WASHINGTON -- The Nationals have been searching for answers with their struggling bullpen through the first two months of this season, but they are starting to find some stability in the back end. Koda Glover, who tossed a scoreless ninth inning in a non-save situation to seal Wednesday's 5-1 victory over the Mariners, has been officially named the closer by manager Dusty Baker.
"Koda was kind of lobbying for that in the first place," Baker said. "We wanted to break him in slowly because this guy's ... Shoot, he's only a year and a half out of college. So he had said that's the job he wanted, and so it's his now."
Glover has emerged as the most stable option in an unstable bullpen that began the day with a 5.36 ERA, the worst in the Majors. However, Glover has not allowed a run since being activated off the disabled list after he was sidelined with a strained hip. He secured a four-out save to seal a victory in Atlanta on Sunday. In five outings, he has thrown 5 1/3 scoreless innings with five strikeouts and lowered his ERA to 2.57 on the season.
"He's very calm," Baker said. "He throws strikes, quality strikes, and he has a pretty good idea of what he's doing for a young pitcher."
Glover becomes the third pitcher Washington has designated as its closer this season.

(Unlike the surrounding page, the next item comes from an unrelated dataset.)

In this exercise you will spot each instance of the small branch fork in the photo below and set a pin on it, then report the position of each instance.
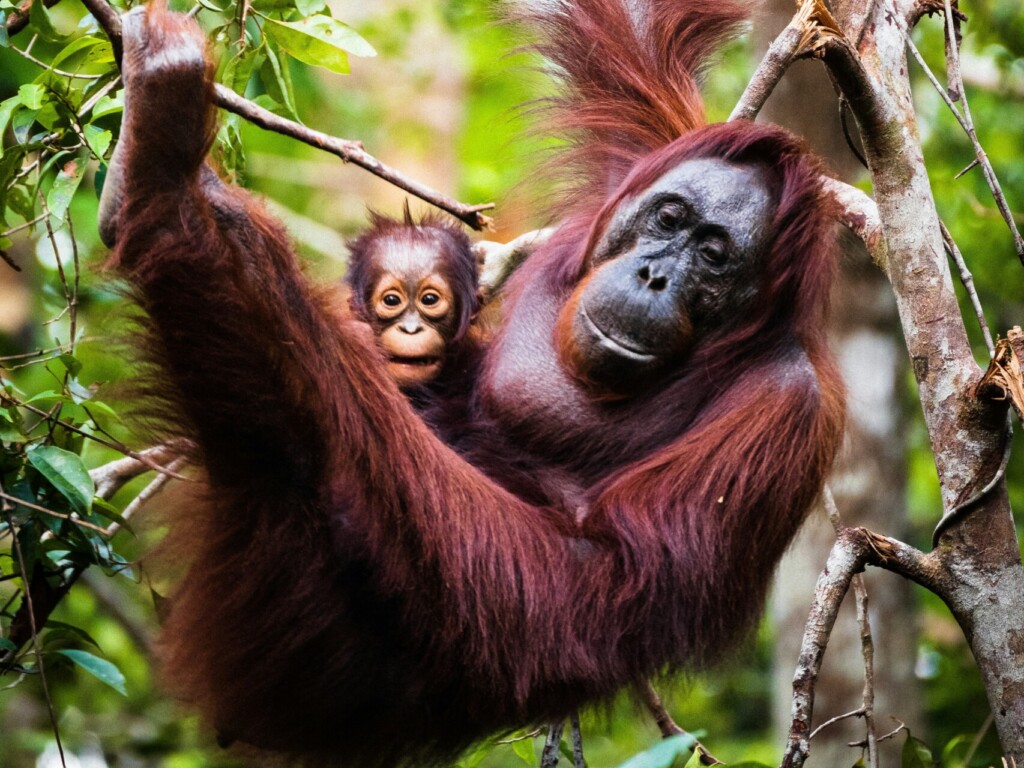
(854, 549)
(347, 151)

The Nats began the season by tabbing Blake Treinen for the job, but he has struggled mightily to a 7.78 ERA. Treinen lost his spot after a few weeks for the tandem of Glover and Shawn Kelley, although Kelley was intended as the first option. However, Kelley spent some time on the DL with a lower back strain and has had issues of his own this season with a 5.93 ERA. And he has undergone two Tommy John surgeries in his career, so the Nats would like to monitor his workload and limit the number of times he pitches on consecutive days.
During the past week, Baker has been saving Glover as his primary option for the ninth inning, even though he had not admitted the job was his until after Wednesday's win.
And the Nats' bullpen as a whole has put together three consecutive scoreless outings during the team's three-game winning streak. It's an encouraging sign, considering Washington relievers had allowed at least one run in the previous seven consecutive outings.
"I think everybody is [building momentum]," Glover said Sunday. "Everybody's getting uptight and stuff about the bullpen and everything like that. We're fine. It's early. We'll be fine. We're going to get rolling."